Pressure sores are the most common complication of wearing an AFO, and they’re largely preventable with consistent skin checks. During the first week with a new brace, remove it every two to three hours and inspect the skin, including the bottom of the foot. Some redness is normal, but it should fade within an hour. Blisters or skin breakdown that doesn’t resolve means the brace needs adjustment.

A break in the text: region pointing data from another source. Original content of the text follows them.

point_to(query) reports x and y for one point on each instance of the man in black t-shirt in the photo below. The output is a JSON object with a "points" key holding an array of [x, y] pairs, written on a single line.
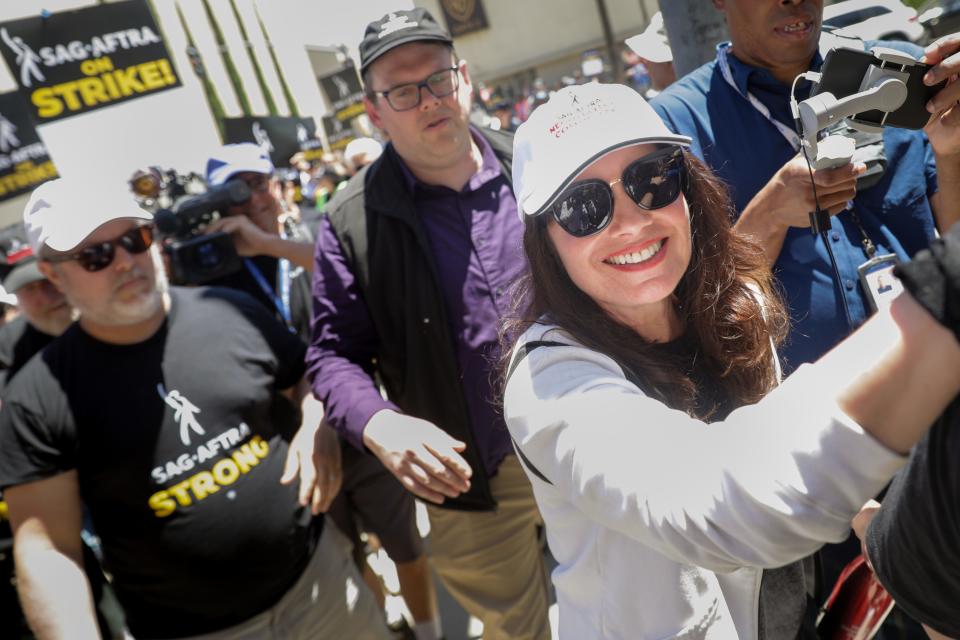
{"points": [[168, 414]]}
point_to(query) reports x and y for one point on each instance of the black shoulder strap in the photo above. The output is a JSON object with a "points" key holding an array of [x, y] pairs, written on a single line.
{"points": [[522, 352]]}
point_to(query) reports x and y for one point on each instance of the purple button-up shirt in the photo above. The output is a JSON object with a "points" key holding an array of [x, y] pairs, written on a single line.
{"points": [[476, 237]]}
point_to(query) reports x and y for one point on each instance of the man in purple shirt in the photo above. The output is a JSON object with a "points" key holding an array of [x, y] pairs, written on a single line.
{"points": [[414, 263]]}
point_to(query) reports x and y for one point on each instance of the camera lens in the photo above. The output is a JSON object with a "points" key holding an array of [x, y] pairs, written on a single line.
{"points": [[207, 256]]}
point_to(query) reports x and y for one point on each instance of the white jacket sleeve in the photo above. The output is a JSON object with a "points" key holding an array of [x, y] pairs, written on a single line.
{"points": [[765, 487]]}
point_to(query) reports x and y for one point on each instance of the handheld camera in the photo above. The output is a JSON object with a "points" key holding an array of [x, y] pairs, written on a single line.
{"points": [[195, 257], [866, 90]]}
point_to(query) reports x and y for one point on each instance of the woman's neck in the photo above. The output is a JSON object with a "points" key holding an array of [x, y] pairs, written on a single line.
{"points": [[659, 323]]}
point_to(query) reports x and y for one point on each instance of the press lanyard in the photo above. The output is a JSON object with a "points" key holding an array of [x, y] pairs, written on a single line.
{"points": [[281, 302], [869, 248], [761, 108]]}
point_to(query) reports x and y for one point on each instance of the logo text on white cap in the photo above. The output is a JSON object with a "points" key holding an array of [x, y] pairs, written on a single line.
{"points": [[395, 23], [578, 114]]}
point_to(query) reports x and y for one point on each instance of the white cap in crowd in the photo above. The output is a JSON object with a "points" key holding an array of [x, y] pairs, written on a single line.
{"points": [[367, 147], [652, 44], [575, 127], [232, 159], [63, 212]]}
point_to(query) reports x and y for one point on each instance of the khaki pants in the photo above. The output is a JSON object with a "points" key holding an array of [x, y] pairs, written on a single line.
{"points": [[330, 600], [491, 562]]}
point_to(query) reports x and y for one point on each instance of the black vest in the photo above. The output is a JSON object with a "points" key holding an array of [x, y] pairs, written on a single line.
{"points": [[389, 254]]}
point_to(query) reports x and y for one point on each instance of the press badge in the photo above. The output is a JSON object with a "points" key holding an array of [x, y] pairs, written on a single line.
{"points": [[878, 282]]}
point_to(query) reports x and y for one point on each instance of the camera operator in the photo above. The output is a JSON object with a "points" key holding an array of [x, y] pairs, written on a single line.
{"points": [[369, 493], [744, 94], [183, 445]]}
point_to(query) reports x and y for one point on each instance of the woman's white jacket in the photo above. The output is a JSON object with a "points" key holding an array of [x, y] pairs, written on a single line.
{"points": [[662, 524]]}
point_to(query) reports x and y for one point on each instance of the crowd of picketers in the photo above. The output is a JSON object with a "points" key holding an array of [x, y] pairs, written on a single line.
{"points": [[604, 350]]}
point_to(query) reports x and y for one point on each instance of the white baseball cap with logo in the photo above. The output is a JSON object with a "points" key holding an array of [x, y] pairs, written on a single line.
{"points": [[577, 126], [62, 213]]}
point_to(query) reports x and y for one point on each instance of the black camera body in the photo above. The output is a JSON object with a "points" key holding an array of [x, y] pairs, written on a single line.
{"points": [[195, 257]]}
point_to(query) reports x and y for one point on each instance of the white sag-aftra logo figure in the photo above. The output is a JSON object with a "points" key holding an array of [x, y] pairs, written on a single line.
{"points": [[26, 58], [184, 412]]}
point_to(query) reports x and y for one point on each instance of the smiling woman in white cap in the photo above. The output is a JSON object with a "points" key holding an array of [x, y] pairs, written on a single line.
{"points": [[641, 393]]}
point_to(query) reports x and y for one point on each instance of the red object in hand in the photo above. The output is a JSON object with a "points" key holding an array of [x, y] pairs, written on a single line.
{"points": [[857, 606]]}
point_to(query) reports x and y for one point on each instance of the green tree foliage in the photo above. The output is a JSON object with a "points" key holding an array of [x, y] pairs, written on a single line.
{"points": [[228, 61], [258, 72], [291, 103], [213, 100]]}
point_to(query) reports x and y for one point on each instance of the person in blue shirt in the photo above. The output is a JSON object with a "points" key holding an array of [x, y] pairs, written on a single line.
{"points": [[736, 110]]}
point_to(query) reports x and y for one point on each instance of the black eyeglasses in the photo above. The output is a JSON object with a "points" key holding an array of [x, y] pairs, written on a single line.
{"points": [[407, 96], [652, 182], [99, 256]]}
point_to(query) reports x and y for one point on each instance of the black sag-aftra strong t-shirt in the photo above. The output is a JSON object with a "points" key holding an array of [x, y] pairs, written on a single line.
{"points": [[179, 443], [914, 540], [19, 341]]}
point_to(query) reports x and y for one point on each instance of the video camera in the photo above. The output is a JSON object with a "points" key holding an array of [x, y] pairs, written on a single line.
{"points": [[195, 257], [867, 90], [856, 94]]}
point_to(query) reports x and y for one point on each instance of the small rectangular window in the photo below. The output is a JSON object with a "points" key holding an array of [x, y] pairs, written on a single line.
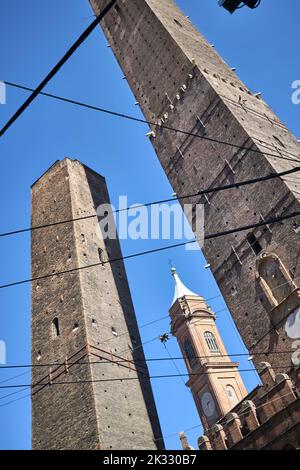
{"points": [[254, 244]]}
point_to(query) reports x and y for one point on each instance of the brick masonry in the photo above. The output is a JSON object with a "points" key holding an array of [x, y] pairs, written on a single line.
{"points": [[87, 304], [179, 79]]}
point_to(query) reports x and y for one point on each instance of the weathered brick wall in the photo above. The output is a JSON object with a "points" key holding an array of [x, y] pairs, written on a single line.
{"points": [[88, 304], [179, 79]]}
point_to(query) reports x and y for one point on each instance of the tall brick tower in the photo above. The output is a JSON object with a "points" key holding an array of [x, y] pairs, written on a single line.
{"points": [[214, 379], [179, 80], [84, 321]]}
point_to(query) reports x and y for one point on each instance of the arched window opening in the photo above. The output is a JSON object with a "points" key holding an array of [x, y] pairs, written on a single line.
{"points": [[211, 342], [190, 354], [178, 23], [231, 393], [55, 328], [254, 244], [274, 278]]}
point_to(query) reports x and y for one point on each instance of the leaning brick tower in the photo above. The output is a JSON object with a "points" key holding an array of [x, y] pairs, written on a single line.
{"points": [[181, 82], [90, 389]]}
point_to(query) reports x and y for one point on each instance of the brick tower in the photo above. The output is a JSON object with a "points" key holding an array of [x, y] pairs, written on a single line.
{"points": [[214, 380], [85, 322], [180, 81]]}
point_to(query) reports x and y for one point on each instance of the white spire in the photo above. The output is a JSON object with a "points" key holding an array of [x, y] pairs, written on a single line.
{"points": [[180, 289]]}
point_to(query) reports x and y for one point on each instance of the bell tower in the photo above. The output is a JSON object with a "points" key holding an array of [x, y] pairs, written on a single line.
{"points": [[214, 379]]}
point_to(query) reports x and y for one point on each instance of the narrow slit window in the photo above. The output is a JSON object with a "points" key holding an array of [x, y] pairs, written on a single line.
{"points": [[55, 328], [254, 244], [211, 342]]}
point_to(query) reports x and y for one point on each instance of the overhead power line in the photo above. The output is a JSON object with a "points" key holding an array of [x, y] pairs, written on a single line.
{"points": [[154, 124], [153, 359], [58, 66], [156, 250], [121, 379], [162, 201]]}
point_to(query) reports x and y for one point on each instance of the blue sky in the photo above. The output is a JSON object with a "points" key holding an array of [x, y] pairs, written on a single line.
{"points": [[261, 44]]}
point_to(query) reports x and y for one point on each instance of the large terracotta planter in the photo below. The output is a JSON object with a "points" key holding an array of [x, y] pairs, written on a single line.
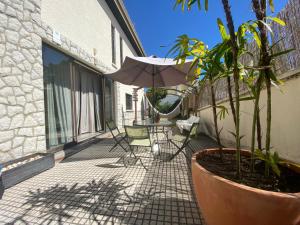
{"points": [[223, 202]]}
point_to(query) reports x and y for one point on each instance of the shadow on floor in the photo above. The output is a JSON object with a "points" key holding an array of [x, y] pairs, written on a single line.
{"points": [[104, 202]]}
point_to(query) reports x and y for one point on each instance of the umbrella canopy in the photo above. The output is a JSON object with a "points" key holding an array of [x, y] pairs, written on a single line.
{"points": [[151, 72]]}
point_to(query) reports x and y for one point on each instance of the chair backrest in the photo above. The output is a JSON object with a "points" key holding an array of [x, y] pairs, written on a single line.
{"points": [[137, 132], [112, 127], [193, 130]]}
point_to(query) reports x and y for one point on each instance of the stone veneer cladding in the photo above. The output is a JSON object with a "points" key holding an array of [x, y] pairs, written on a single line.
{"points": [[22, 116]]}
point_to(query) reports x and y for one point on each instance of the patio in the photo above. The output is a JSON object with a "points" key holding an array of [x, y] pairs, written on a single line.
{"points": [[93, 187]]}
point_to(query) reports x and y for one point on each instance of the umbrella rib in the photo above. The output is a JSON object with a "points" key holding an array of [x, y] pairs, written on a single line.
{"points": [[139, 73]]}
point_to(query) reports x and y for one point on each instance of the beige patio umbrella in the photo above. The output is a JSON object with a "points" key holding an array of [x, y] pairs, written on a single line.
{"points": [[151, 72]]}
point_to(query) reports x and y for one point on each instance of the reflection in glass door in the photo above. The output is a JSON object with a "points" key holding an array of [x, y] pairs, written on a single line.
{"points": [[88, 102], [76, 99], [58, 105]]}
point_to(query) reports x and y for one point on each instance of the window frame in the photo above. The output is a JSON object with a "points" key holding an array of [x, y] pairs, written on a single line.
{"points": [[113, 45], [121, 51], [131, 101]]}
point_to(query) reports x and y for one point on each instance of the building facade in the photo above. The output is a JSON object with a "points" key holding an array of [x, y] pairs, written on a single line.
{"points": [[53, 54]]}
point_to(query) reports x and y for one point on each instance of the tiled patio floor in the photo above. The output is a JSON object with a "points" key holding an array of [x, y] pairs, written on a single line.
{"points": [[94, 187]]}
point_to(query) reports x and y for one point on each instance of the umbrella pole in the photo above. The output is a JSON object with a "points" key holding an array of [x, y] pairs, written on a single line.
{"points": [[153, 92]]}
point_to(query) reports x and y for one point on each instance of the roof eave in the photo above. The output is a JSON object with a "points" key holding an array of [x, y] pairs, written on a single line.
{"points": [[118, 9]]}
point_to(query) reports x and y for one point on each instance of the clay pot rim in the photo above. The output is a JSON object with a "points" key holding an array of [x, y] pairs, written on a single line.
{"points": [[233, 183]]}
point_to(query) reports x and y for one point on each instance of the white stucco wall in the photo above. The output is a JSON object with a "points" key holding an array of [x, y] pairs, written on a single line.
{"points": [[88, 24], [285, 127]]}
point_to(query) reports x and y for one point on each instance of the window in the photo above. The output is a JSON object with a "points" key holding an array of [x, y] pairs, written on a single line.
{"points": [[113, 44], [109, 99], [58, 99], [128, 102], [121, 51], [74, 97]]}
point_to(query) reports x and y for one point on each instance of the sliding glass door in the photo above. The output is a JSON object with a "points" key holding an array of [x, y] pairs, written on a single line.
{"points": [[58, 104], [77, 99], [88, 101]]}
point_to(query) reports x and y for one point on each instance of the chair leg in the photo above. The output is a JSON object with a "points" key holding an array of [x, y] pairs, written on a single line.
{"points": [[180, 149], [113, 147]]}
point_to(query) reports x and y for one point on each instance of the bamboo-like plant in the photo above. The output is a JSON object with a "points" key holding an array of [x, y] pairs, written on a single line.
{"points": [[266, 74], [235, 68], [231, 49]]}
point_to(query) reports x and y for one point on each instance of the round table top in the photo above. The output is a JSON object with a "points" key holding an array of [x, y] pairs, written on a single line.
{"points": [[150, 123]]}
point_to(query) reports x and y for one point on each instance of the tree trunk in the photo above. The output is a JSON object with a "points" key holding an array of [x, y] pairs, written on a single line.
{"points": [[258, 128], [268, 132], [255, 119], [260, 7], [229, 89], [236, 76]]}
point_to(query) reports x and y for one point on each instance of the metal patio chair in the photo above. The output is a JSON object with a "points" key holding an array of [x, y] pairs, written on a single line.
{"points": [[117, 135], [184, 140], [138, 136]]}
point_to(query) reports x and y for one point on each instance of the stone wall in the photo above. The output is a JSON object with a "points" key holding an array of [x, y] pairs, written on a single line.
{"points": [[22, 116], [22, 120]]}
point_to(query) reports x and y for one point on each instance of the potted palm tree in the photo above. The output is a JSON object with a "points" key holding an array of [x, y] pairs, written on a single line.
{"points": [[243, 187]]}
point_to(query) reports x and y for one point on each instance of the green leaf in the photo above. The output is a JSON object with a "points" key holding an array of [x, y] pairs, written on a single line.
{"points": [[206, 5], [276, 20], [266, 25], [282, 53], [255, 35], [271, 4], [260, 155], [228, 58], [222, 29], [247, 98]]}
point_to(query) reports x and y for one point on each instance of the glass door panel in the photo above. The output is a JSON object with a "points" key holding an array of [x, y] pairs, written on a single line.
{"points": [[58, 104]]}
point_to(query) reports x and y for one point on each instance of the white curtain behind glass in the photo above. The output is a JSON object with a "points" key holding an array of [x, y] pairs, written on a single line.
{"points": [[88, 101]]}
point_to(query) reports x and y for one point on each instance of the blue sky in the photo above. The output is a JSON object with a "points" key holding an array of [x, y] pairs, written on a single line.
{"points": [[158, 24]]}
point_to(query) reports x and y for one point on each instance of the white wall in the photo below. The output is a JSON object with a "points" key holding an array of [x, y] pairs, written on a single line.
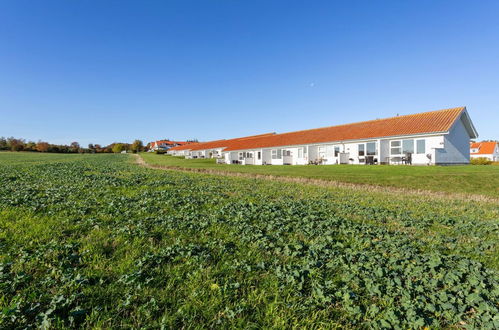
{"points": [[456, 146]]}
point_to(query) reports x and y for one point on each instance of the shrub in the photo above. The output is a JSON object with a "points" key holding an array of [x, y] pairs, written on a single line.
{"points": [[480, 161]]}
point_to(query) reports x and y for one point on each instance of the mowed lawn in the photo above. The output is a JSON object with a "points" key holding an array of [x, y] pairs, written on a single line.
{"points": [[98, 242], [470, 179]]}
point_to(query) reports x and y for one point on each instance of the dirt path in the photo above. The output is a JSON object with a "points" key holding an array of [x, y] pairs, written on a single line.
{"points": [[425, 194]]}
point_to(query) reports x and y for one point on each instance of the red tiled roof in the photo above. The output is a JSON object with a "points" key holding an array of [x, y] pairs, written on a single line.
{"points": [[484, 148], [225, 143], [186, 146], [427, 122]]}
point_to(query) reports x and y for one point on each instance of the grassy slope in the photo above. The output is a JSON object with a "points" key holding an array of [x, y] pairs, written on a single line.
{"points": [[483, 180], [122, 246]]}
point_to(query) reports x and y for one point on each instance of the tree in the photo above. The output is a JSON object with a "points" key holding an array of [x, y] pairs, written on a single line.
{"points": [[117, 148], [42, 146], [137, 146], [74, 147], [15, 144]]}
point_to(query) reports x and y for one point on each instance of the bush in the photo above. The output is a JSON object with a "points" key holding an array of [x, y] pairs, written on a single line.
{"points": [[480, 161]]}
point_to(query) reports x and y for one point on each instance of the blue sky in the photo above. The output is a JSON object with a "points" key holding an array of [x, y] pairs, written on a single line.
{"points": [[105, 71]]}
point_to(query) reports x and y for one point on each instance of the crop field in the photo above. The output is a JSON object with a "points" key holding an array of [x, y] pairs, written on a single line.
{"points": [[97, 241], [478, 180]]}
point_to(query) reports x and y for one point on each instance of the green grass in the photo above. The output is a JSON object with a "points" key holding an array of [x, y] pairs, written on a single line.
{"points": [[470, 179], [95, 241]]}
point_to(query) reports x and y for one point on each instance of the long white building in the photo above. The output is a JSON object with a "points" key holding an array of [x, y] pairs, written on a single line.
{"points": [[434, 138]]}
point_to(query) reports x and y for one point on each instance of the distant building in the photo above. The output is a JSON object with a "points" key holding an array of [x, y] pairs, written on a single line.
{"points": [[489, 150], [165, 145], [431, 138]]}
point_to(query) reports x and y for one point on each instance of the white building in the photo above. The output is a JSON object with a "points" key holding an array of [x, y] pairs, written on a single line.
{"points": [[438, 137], [489, 150], [430, 138]]}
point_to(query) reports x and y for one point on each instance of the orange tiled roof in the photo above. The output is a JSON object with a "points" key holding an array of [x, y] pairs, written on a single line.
{"points": [[225, 143], [484, 148], [427, 122], [186, 146]]}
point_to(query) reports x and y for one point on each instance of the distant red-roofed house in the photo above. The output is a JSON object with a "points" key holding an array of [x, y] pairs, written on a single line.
{"points": [[437, 137], [489, 150], [165, 144]]}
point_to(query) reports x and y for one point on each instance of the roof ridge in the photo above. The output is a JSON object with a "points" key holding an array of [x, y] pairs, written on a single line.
{"points": [[374, 120]]}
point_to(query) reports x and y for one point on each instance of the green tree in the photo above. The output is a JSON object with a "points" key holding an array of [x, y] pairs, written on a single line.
{"points": [[117, 148], [137, 146]]}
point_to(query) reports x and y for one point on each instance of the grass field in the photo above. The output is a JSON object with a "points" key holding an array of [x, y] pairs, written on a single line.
{"points": [[97, 241], [482, 180]]}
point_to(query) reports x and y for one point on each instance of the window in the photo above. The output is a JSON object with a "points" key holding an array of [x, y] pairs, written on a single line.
{"points": [[420, 146], [371, 148], [395, 148], [408, 146], [362, 149]]}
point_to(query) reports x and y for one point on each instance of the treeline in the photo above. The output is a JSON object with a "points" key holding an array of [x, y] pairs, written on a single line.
{"points": [[13, 144]]}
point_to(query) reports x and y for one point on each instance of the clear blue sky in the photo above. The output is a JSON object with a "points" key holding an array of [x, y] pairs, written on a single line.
{"points": [[105, 71]]}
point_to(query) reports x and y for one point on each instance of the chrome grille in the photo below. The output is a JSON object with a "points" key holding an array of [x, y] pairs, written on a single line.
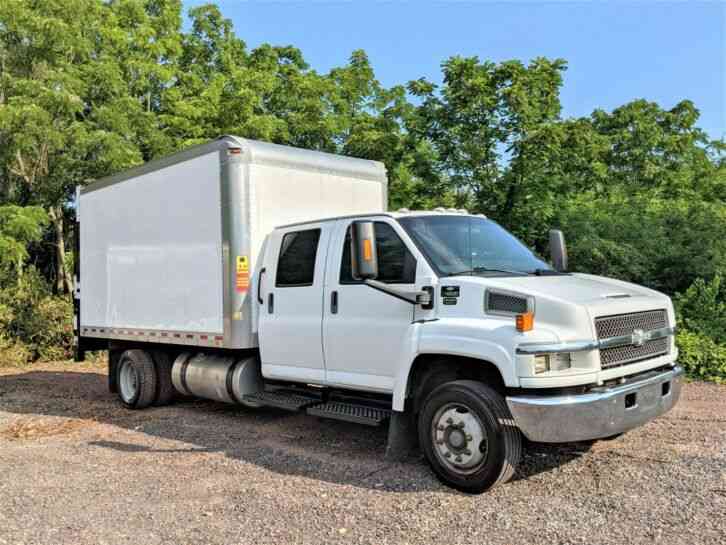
{"points": [[625, 324]]}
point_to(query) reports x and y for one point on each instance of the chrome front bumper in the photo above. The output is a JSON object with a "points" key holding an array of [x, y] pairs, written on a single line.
{"points": [[602, 412]]}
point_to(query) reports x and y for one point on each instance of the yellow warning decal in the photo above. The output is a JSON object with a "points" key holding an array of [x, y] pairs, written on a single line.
{"points": [[242, 276]]}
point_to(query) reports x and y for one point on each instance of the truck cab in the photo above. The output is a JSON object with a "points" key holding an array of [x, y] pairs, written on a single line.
{"points": [[468, 331]]}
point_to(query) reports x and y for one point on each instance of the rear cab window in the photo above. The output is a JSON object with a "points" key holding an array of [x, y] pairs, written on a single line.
{"points": [[296, 261]]}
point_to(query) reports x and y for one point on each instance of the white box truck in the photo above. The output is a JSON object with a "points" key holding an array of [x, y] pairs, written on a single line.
{"points": [[271, 276]]}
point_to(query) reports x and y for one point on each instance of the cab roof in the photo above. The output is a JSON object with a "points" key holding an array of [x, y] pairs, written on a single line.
{"points": [[400, 213]]}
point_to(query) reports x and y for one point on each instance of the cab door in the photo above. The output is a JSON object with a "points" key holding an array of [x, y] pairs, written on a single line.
{"points": [[365, 331], [291, 303]]}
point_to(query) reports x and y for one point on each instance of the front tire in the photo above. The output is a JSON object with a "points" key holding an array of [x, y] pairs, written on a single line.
{"points": [[136, 379], [468, 436]]}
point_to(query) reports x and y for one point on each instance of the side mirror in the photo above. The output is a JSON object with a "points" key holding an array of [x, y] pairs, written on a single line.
{"points": [[558, 250], [363, 255]]}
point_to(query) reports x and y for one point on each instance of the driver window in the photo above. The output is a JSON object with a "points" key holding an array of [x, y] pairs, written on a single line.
{"points": [[396, 265]]}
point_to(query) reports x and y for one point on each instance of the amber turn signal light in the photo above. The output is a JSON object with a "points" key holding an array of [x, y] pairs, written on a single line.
{"points": [[525, 322]]}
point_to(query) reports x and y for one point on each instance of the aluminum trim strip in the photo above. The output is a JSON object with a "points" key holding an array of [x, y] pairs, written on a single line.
{"points": [[191, 338]]}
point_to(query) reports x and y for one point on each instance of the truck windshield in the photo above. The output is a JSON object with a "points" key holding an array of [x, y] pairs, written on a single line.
{"points": [[470, 245]]}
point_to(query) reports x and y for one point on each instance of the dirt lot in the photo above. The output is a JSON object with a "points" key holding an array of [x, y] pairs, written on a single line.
{"points": [[75, 467]]}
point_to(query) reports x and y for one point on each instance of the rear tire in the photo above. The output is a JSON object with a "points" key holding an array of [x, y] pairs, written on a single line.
{"points": [[164, 388], [136, 379], [468, 436]]}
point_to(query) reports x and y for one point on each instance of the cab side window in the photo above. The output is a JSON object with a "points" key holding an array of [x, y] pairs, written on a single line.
{"points": [[296, 263], [396, 265]]}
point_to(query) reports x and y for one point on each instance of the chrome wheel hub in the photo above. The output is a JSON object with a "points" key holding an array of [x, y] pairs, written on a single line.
{"points": [[459, 438], [128, 382]]}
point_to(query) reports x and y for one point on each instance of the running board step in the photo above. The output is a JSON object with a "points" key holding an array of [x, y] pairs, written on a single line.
{"points": [[360, 414], [288, 401]]}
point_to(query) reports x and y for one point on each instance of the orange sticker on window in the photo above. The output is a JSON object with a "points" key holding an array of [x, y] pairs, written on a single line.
{"points": [[367, 253]]}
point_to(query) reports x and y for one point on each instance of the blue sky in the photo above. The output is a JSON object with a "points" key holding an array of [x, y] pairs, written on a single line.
{"points": [[616, 50]]}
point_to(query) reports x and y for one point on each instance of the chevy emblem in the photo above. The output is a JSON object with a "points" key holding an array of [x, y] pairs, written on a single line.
{"points": [[638, 337]]}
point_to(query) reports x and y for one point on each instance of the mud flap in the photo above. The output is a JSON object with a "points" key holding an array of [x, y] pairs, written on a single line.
{"points": [[402, 437]]}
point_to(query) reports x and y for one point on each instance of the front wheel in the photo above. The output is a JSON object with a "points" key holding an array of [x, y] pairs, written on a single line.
{"points": [[468, 436]]}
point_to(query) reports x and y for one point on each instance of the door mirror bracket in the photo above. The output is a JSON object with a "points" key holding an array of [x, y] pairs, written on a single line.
{"points": [[415, 297], [558, 250]]}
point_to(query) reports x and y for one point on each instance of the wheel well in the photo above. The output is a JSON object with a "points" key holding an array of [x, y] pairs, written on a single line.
{"points": [[430, 370]]}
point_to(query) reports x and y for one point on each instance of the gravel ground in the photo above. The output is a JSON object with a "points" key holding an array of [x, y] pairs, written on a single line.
{"points": [[75, 467]]}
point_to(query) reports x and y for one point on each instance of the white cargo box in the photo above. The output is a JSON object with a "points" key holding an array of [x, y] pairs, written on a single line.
{"points": [[167, 249]]}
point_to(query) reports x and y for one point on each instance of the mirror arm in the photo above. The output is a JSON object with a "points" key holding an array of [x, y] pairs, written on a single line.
{"points": [[415, 297]]}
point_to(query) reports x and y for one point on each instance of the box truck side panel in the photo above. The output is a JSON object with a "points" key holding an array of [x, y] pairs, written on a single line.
{"points": [[151, 250], [287, 195]]}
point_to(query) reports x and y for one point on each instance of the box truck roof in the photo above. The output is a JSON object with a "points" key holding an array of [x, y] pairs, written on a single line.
{"points": [[260, 153]]}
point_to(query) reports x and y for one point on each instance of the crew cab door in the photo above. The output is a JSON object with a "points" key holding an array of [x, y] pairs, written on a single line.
{"points": [[291, 313], [365, 331]]}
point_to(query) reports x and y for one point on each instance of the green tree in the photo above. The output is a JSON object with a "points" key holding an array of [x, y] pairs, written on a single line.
{"points": [[19, 227], [490, 126]]}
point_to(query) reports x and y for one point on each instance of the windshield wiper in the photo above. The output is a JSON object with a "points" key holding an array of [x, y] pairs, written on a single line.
{"points": [[547, 272], [486, 269]]}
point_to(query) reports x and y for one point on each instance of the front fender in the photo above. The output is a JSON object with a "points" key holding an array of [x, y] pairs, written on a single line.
{"points": [[489, 340]]}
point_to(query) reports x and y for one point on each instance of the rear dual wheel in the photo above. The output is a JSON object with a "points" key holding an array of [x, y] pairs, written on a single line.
{"points": [[144, 378], [468, 436]]}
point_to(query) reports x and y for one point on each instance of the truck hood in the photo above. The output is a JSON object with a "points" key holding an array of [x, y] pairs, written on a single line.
{"points": [[567, 305], [578, 288]]}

Always wear a clean, knee-high sock underneath the AFO. The sock protects the skin, wicks moisture, and reduces friction. Change socks at least daily, and wash feet and legs every day. Clean the inside of the brace regularly with mild soap and water or rubbing alcohol, and let it dry completely before putting it back on. Moisture trapped between skin and plastic is the fastest route to irritation.

Insurance Coverage

Medicare covers AFOs when they meet medical necessity criteria tied to specific diagnoses. Covered conditions include ankle contractures, plantar fascia disorders, Charcot joint (a complication of diabetes and other neuropathies), and diabetic neuropathic arthropathy. Private insurance plans vary, but most require a prescription from a physician and documentation that the AFO is medically necessary rather than purely for comfort. Custom-molded AFOs cost significantly more than prefabricated ones, so confirming your coverage details before ordering is worth the phone call.

AFOs for Children

In a study of over 2,200 children with cerebral palsy, AFOs were used across all functional levels, not just in children who could walk. For non-walkers, the brace maintained foot position to improve sitting stability, reduce pressure sore risk, and prevent painful deformities. For walkers, 41% of children used AFOs specifically to maintain or improve ankle flexibility.

Children’s AFOs need to be replaced more frequently than adults’ because of growth. Parents and caregivers should watch for signs the brace no longer fits: new red marks, the child’s toes extending past the footplate, or difficulty closing the straps. A poorly fitting AFO can do more harm than good, creating pressure injuries or failing to provide the intended support.